Wanneer een werknemer een deel van zijn arbeidsduur in het buitenland heeft doorgebracht, kan een eventuele vergoeding bij ontslag onder omstandigheden aan de werkzaamheden in het buitenland worden toegerekend.
Volgens vaste jurisprudentie van de Hoge Raad hoeft er in het woonland alleen dan een vermindering ter voorkoming van dubbele belasting gegeven te worden voor het gedeelte van de ontslagvergoeding dat feitelijk ten laste is gekomen van een buitenlandse werkgever.
Een werknemer wilde met een beroep op deze jurisprudentie voor een deel van de door hem ontvangen ontslagvergoeding een dergelijke vermindering. Hij had een deel van zijn arbeidstijd voor een buitenlandse concernvennootschap gewerkt. Het salaris werd echter in die periode door een Nederlandse BV betaald. De moedermaatschappij van deze BV betaalde de ontslagvergoeding. De buitenlandse concernvennootschap had geen bijdrage geleverd aan de ontslagvergoeding. De rechtbank stond geen vermindering ter voorkoming van dubbele belasting toe.
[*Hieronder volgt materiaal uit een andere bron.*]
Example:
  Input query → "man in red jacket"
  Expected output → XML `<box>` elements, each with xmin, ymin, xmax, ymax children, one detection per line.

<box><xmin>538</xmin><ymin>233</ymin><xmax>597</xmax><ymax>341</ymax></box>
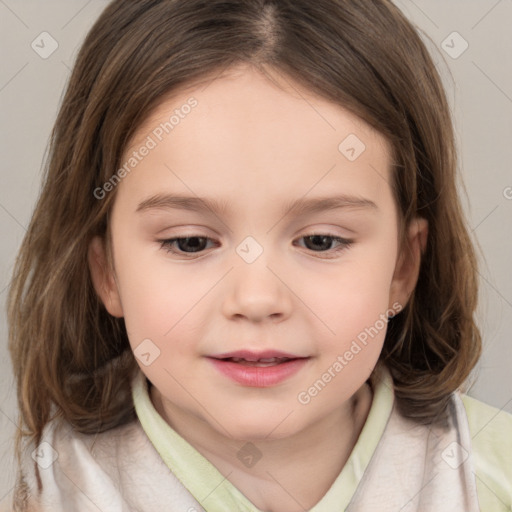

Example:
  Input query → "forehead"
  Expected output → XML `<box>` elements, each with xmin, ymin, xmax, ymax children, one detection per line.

De werknemer beriep zich ook op een ander arrest, waarin de Hoge Raad over reguliere arbeidsbeloningen heeft gezegd dat voor aftrek elders belast voldoende is dat deze aan een buitenlandse vaste inrichting kunnen worden toegerekend. Volgens de rechtbank Breda is de Hoge Raad in dat arrest niet teruggekomen op zijn eerdere beslissingen over ontslagvergoedingen, maar heeft de Hoge Raad in dit arrest het verschil tussen de ontslagvergoeding en de reguliere arbeidsbeloning in voorwaarden voor vermindering ter voorkoming van dubbele belasting verduidelijkt.